Сытин привык к таким похвалам. Но всегда принимал их так, будто впервые услышал. Стал кланяться по-простецки и с униженными жестами сжал княжескую руку в двух своих.

— Вот мы тут к вам с предложением,— сказал он,— и можно договор хоть сейчас.

Руманов объяснил Кропоткину, в чем дело. Кропоткин взял у меня узкую полоску бумаги и долго рассматривал ее сквозь свои золотые очки. Потом вписал еще одно заглавие, кажется, «История русской литературы», которую я считал топорной и наивной книгой — и не включил в свой список.

— Только, верьте богу,— сказал Сытин, стилизуя себя под купца-простака (он был очень артистичен и охотно играл эту роль),— верьте богу, больше десяти тысяч мы при нынешних обстоятельствах дать не можем. Десять тысяч сейчас — при подписании,— и десять тысяч потом, когда определится подписка. Что делать? В прежнее время мы и по 60 тысяч давали, но сейчас, верьте богу и т. д.
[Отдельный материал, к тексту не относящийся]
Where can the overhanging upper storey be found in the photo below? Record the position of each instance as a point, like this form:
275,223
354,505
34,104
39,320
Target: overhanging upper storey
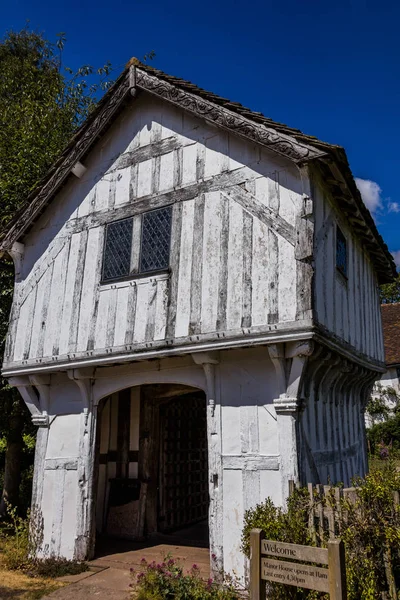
229,116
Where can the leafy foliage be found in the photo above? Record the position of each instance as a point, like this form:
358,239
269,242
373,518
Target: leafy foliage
167,581
385,434
20,538
370,530
42,103
390,292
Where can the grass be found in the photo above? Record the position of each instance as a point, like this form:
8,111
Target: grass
15,585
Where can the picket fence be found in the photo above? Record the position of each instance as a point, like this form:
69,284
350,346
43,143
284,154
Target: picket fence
326,517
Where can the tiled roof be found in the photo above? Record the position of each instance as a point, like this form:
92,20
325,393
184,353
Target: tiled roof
391,332
333,164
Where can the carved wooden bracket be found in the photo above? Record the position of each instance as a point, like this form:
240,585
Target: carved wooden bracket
208,360
17,254
289,360
35,391
83,379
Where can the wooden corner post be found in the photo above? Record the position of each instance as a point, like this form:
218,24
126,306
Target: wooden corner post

Кропоткин слушал его очень спокойно и, когда он кончил, сказал:

— Видите ли, мы, анархисты, считаем безнравственным брать деньги за произведения ума человеческого. Я буду рад, если мои книги дойдут, наконец-то, до русских читателей. И этой радости мне вполне довольно. Предоставляю вам права на них — бесплатно.

Сытин изменился в лице. Наскоро попрощавшись с князем, он быстрыми шагами пошел к автомобильчику, в котором мы приехали (Руманов каким-то чудом сохранил в неприкосновенности редакционный автомобильчик «Русского слова»). Автомобильчик скрежетал и вихлялся и подпрыгивал на выбоинах мостовой. Сытин долго молчал и только когда мы выехали на Каменноостровский проспект, сказал укоризненно и хмуро:

— Эх дура, даже денег не берет за свои книги. Видать, что книги — собачье дерьмо!

 

***

 

Между тем денежные дела у Кропоткина были далеко не блестящи. Содержал его в сущности некий Лебедев, мелкий газетный сотрудник, муж его дочери Саши. Старик отказывался от гонораров за свой писательский труд («Мы, анархисты») и не замечал, что живет на гонорар своего зятя. Лебедев лез из кожи, писал корреспонденции в английскую прессу, переводил какие-то декреты, но все же еле сводил концы с концами, а тут еще во время очередного обхода у него конфисковали последние запасы муки.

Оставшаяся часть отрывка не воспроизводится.